To illustrate the idea of curriculum learning, we observe in the example below that during the training “shop_id” attribute (which is easy to learn thanks to the “zipcode” user feature) reaches its top wAUC quickly whilst it takes more epochs for the offer attributes (item dependent). This is rather a common pattern, and therefore, it is worth making KeyGenerator more focused on the “hard” keys after the first epochs.

wAUC evolution during training epochs on **dataset B**

Feature representation quality

Another noticeable effect of group-by training is the improvement of the quality of both user and offer embeddings. We observed a better performance of user embeddings transferred to other downstream tasks. Thus, group-by data augmentation can be used as an efficient pre-training strategy or as an auxiliary task for semi-supervised training.

Group-by trained offer embeddings (more precisely, offer meta features) used for the (cos-)similarity search also showed more relevant results. Moreover, the overall model diversity (meaning the capacity to select different audiences for different offers while keeping the same prediction accuracy) has been increased as well (especially for lower entropy categories such as cat1, cat2, or brand).

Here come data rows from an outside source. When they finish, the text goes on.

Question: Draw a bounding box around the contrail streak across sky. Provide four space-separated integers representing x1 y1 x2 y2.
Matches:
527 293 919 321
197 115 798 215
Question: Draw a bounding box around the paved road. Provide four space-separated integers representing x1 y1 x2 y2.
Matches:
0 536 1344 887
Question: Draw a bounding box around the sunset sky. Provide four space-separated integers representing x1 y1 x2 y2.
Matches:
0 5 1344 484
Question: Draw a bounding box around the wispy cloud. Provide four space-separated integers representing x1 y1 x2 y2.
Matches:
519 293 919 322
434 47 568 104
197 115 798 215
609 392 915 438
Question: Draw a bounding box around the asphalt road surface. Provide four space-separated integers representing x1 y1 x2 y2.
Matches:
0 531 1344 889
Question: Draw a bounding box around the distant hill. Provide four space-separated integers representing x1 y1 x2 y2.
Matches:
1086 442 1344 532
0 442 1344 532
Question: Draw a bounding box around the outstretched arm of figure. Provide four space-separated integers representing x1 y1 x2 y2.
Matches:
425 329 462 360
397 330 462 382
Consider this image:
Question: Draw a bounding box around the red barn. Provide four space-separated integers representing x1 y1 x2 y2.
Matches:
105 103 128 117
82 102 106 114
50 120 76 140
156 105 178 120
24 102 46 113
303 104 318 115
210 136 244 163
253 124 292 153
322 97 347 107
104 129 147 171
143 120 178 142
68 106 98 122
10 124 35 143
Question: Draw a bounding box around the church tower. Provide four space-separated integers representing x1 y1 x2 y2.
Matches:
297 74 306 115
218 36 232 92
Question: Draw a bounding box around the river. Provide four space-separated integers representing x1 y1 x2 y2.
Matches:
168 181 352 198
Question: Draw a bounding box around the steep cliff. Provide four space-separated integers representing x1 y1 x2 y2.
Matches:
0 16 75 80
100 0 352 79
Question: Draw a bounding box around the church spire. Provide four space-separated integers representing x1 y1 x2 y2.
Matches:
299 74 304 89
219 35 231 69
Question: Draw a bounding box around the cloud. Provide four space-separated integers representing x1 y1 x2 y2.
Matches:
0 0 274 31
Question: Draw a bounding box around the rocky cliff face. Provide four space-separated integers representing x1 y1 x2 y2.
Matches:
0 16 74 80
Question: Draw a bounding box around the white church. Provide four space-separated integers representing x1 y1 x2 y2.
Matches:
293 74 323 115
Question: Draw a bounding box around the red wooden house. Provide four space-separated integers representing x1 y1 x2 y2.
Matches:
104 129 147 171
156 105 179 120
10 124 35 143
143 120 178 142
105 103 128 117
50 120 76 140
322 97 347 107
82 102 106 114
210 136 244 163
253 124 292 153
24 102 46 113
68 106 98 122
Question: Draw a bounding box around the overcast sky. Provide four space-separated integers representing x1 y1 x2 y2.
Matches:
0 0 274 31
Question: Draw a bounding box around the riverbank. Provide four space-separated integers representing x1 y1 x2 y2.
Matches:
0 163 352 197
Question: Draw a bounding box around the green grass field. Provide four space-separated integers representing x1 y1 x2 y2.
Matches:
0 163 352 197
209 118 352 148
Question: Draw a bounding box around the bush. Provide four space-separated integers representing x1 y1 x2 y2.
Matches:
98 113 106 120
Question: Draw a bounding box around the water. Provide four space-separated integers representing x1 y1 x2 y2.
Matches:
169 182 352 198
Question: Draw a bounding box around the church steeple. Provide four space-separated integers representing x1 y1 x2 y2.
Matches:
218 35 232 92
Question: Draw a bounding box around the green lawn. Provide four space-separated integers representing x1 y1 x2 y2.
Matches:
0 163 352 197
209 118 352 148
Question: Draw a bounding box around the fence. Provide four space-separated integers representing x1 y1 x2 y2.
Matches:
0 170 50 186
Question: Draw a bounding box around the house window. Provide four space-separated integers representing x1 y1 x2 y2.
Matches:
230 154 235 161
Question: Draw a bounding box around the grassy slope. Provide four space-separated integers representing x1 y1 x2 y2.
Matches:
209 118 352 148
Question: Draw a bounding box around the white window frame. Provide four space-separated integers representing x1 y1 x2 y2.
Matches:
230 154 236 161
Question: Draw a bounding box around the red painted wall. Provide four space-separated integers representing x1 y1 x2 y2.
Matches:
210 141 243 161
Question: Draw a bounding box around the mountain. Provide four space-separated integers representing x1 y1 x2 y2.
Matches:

Offer meta features CosSimilarity for top-40 directors on Movielens dataset. Comparison of two models. **left : group-by** model || **right :** model **without group-by**

The main intuition is as follows: the group-by training forces a model to make sense of all offer embeddings individually and their combinations, whereas with no data augmentation, the lower entropy features serve mainly as compensation for poorly sampled ones of higher entropy. Note that to some extent, a similar effect is reached with a classical masking/dropping feature type of data augmentation (and the group-by can be successfully combined with the latter methods!).

Conclusion

To wrap it up, we’ve suggested a new type of data augmentation strategy called group-by. This strategy allows us to learn in a multi-task fashion user preferences from all combinations of offer attributes producing high-capacity models. And that’s with an acceptable negative transfer and a limited increase in the training time! Beyond that group-by trained models prove to be powerful for improving the embeddings quality and tackling the cold-start problem.

Last but not least, we believe that group-by data augmentation can find other applications for tabular datasets and is not limited to learning only offer-user interactions.